Social deprivation is associated with poorer adherence to healthy eating dietary goals: analysis of household food purchases.
Sommaire de l'article
The Scottish Dietary Goals (SDGs) were published to promote healthier diets. The higher cost of healthier diets may be a barrier to their adoption by households in deprived areas. The aim was to estimate dietary intakes relevant to the SGDs, derived from purchase data of food and drinks brought into the home by area of deprivation.
A cross-sectional study of estimated intakes of food and nutrients, and on fruit and vegetables (F&V) specifically, from Kantar Worldpanel household food purchase data in Scotland from 2012 (n = 2586). Households were grouped by area based index of multiple deprivation.
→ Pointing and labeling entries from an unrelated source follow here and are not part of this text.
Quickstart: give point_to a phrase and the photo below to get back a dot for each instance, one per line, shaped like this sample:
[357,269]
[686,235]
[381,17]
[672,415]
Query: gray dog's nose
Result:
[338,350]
Diets of households were further from achieving the SDGs as deprivation increased. Linear regression showed that estimated intakes of oil rich fish decreased, and red and processed meat increased with increasing deprivation (both P < 0.001), while estimated intakes of F&V decreased (P < 0.001) mainly because of lower amounts of fresh F&V (P < 0.001). Negative linear associations were observed between deprivation and the amount spent per person on F&V (P < 0.001), and the amount spent per 100 g of F&V (P < 0.001).
This study provides further insights into the relationship between social deprivation and diet quality in Scotland, notably in amounts of fresh F&V purchased.